Before lemmatization, document have to been tokenizated.

In [2]:
# Capture from https://en.wikipedia.org/wiki/Lemmatisation

document = "Lemmatisation (or lemmatization) in linguistics is the process of grouping together \
the inflected forms of a word so they can be analysed as a single item, identified by the word's \
lemma, or dictionary form."

## Using spaCy

In [3]:
import spacy

nlp = spacy.load("en_core_web_sm")

In [5]:
doc = nlp(document)
tokens = [token.text for token in doc]

print("Original Document: \n{}".format(document))
print("===" * 10)

for token in doc:
    if token.text != token.lemma_:
        print("Original : {0}, New: {1}".format(token.text, token.lemma_))

Original Document: 
Lemmatisation (or lemmatization) in linguistics is the process of grouping together the inflected forms of a word so they can be analysed as a single item, identified by the word's lemma, or dictionary form.
Original : Lemmatisation, New: lemmatisation
Original : linguistics, New: linguistic
Original : is, New: be
Original : grouping, New: group
Original : inflected, New: inflect
Original : forms, New: form
Original : they, New: -PRON-
Original : analysed, New: analyse
Original : identified, New: identify


spaCy will convert word to lower case and changing past tense, gerund form (other tenses as well) to present tense. Also, "they" normalize to `"-PRON-"` which is pronoun.

## Using NLTK

In [6]:
import nltk

nltk.download("wordnet")
wordnet_lemmatizer = nltk.stem.WordNetLemmatizer()

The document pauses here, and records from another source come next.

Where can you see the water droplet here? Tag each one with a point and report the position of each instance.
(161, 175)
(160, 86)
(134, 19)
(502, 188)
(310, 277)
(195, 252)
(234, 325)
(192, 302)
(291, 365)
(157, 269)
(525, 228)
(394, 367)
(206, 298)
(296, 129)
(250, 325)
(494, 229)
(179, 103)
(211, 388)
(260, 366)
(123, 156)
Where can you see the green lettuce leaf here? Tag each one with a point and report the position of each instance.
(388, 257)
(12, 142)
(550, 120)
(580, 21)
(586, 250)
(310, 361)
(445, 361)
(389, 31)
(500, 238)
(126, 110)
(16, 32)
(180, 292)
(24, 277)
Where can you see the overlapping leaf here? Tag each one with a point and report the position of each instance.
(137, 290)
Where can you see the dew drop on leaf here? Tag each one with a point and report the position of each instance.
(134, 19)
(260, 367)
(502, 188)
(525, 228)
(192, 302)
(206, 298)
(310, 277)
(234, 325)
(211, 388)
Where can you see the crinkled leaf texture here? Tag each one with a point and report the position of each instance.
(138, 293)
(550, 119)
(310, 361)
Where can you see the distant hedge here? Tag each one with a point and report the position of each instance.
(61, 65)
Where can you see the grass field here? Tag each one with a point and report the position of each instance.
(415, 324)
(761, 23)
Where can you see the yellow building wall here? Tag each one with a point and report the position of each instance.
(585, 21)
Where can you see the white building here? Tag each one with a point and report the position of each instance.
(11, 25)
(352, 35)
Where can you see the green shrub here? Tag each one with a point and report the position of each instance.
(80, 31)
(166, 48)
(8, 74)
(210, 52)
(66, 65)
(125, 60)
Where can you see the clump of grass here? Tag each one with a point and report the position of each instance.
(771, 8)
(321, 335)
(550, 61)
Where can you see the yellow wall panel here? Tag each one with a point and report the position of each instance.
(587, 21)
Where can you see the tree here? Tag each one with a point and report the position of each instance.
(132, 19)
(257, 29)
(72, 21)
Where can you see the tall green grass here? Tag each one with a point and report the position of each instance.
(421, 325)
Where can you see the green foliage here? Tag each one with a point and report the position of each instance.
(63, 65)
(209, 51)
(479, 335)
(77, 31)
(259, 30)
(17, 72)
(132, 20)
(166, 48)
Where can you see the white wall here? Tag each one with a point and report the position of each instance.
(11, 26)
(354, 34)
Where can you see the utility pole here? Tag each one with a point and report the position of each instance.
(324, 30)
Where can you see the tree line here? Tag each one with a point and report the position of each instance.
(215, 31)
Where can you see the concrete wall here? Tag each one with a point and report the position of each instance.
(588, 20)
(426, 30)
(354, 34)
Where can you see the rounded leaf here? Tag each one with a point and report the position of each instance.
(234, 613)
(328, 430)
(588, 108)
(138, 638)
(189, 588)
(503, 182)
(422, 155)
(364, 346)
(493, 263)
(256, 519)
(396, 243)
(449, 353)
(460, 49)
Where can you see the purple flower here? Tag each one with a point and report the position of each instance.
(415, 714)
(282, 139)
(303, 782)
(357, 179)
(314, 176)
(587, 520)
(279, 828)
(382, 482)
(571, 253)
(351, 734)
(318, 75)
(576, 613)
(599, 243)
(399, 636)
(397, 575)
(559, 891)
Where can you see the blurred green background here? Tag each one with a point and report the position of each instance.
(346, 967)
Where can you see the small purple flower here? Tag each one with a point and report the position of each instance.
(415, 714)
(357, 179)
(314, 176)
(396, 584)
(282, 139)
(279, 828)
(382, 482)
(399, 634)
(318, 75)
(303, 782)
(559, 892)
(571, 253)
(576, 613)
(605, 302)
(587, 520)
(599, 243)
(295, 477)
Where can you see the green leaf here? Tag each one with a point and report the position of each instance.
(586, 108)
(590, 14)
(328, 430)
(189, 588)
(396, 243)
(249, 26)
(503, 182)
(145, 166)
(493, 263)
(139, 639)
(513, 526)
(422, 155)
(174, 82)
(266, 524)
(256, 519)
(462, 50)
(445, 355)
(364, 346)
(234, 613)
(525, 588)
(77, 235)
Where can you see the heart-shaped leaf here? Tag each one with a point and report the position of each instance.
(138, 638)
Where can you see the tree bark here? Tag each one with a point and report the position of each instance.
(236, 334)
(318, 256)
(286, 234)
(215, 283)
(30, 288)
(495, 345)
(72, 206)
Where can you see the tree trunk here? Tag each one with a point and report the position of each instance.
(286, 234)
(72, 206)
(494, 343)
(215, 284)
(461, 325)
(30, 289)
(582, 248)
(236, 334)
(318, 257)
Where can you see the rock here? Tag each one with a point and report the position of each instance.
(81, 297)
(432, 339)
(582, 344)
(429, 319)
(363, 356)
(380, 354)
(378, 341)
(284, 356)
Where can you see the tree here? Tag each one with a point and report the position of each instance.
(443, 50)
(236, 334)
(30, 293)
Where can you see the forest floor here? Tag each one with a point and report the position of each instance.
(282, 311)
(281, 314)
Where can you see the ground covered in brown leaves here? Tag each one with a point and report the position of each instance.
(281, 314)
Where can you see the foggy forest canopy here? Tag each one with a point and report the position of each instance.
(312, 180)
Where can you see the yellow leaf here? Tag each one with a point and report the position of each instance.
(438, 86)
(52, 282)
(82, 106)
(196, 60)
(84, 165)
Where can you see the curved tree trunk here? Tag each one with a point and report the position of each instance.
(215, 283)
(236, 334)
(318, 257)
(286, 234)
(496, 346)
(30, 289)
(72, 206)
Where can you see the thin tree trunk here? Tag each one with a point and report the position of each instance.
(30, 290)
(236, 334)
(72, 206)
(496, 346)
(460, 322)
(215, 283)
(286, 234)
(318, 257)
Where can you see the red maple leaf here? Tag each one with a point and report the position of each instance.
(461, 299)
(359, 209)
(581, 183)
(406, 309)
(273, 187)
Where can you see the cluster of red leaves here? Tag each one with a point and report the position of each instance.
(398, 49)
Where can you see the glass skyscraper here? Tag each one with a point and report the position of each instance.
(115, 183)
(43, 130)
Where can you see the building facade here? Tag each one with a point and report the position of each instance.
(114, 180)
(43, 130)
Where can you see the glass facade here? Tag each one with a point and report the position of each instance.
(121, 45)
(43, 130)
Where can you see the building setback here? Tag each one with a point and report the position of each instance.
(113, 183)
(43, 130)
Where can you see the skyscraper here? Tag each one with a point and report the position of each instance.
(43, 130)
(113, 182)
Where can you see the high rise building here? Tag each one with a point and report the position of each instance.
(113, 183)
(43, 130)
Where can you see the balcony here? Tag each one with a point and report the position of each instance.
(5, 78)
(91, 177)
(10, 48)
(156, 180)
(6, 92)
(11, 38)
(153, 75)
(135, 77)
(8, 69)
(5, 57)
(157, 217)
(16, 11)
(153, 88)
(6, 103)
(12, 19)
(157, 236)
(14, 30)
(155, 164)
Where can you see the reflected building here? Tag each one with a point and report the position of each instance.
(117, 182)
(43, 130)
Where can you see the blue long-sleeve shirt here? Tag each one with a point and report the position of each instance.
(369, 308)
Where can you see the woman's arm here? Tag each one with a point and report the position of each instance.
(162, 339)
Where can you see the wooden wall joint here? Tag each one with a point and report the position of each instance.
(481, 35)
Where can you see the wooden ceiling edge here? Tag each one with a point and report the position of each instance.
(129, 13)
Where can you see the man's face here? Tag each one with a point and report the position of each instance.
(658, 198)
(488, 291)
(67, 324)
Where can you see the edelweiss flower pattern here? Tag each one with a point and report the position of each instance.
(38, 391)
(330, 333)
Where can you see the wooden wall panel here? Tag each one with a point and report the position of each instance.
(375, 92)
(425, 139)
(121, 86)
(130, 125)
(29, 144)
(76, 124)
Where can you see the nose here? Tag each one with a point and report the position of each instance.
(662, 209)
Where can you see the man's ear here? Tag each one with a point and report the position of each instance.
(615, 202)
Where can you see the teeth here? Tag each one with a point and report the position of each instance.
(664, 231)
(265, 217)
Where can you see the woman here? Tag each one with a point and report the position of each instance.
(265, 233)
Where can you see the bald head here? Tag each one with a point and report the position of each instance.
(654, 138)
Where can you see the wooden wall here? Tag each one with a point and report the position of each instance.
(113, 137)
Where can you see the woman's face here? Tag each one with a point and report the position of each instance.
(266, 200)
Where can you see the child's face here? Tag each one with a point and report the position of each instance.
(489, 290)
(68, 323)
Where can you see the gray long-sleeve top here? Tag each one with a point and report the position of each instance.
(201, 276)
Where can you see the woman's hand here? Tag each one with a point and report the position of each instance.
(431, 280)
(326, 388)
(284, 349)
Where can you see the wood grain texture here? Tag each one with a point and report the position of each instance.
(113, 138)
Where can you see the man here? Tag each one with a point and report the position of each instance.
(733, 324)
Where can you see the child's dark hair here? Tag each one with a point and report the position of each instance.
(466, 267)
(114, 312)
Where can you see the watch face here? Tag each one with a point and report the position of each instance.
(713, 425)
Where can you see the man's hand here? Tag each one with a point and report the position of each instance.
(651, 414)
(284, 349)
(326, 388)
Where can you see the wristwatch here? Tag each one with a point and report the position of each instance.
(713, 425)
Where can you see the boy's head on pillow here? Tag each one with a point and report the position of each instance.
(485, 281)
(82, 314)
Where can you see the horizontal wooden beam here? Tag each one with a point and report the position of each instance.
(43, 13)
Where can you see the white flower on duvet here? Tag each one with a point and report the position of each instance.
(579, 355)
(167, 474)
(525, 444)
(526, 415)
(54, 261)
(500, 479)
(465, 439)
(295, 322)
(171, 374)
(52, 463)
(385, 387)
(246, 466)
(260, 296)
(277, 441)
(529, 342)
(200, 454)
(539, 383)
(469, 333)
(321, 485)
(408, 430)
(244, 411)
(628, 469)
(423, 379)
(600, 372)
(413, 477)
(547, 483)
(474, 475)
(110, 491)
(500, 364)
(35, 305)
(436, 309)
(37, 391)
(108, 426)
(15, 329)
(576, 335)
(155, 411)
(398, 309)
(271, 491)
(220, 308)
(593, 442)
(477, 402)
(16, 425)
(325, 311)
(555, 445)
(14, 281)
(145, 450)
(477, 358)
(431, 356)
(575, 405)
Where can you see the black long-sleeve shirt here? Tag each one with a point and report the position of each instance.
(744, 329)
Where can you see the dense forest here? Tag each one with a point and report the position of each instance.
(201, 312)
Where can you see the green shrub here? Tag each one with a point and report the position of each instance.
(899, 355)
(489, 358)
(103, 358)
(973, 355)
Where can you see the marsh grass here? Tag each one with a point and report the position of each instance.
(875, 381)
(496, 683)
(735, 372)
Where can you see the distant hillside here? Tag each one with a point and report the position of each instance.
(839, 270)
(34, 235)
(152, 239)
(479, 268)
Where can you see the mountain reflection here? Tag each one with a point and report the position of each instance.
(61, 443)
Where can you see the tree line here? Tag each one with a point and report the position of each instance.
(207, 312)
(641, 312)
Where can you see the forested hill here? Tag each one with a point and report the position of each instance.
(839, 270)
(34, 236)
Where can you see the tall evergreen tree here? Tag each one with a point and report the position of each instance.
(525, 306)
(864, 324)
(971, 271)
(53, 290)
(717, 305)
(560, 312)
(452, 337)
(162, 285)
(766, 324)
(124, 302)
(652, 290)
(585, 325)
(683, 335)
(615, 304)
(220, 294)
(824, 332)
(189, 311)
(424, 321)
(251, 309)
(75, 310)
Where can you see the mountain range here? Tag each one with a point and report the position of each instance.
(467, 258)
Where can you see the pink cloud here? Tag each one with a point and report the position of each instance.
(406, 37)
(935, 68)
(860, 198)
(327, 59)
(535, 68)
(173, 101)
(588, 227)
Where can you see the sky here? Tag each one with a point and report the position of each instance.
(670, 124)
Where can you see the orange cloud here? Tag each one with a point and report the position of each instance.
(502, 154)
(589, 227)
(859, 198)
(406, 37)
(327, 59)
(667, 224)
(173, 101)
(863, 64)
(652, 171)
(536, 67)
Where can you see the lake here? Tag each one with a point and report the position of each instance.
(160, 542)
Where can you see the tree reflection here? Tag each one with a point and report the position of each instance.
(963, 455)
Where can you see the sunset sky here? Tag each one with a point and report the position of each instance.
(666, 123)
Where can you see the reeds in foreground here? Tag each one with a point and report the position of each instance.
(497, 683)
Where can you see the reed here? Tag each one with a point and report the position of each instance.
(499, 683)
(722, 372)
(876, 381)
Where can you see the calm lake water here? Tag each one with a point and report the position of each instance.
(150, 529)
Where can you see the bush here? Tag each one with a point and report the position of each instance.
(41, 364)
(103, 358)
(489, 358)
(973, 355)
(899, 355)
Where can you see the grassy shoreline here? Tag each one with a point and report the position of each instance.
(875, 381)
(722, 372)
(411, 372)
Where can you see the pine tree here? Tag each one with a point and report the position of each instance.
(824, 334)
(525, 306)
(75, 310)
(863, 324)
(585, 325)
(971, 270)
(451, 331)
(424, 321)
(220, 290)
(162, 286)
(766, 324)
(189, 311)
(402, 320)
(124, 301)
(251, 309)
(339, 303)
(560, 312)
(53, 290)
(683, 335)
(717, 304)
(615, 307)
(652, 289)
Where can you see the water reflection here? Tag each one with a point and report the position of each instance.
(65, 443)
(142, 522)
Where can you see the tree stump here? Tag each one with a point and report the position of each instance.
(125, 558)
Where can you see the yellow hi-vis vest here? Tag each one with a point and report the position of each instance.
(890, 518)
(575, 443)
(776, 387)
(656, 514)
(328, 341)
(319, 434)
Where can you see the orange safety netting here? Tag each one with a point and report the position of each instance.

[nltk_data] Downloading package wordnet to
[nltk_data]     C:\Users\ThanhNS\AppData\Roaming\nltk_data...
[nltk_data]   Package wordnet is already up-to-date!


In [None]:
tokens = nltk.word_tokenize(document)

print("Original Document: \n{}".format(document))
print("===" * 10)

for token in tokens:
    lemmatized_token = wordnet_lemmatizer.lemmatize(token)
    
    if token != lemmatized_token:
        print("Original : {0}, New: {1}".format(token, lemmatized_token))

Original Document: 
Lemmatisation (or lemmatization) in linguistics is the process of grouping together the inflected forms of a word so they can be analysed as a single item, identified by the word's lemma, or dictionary form.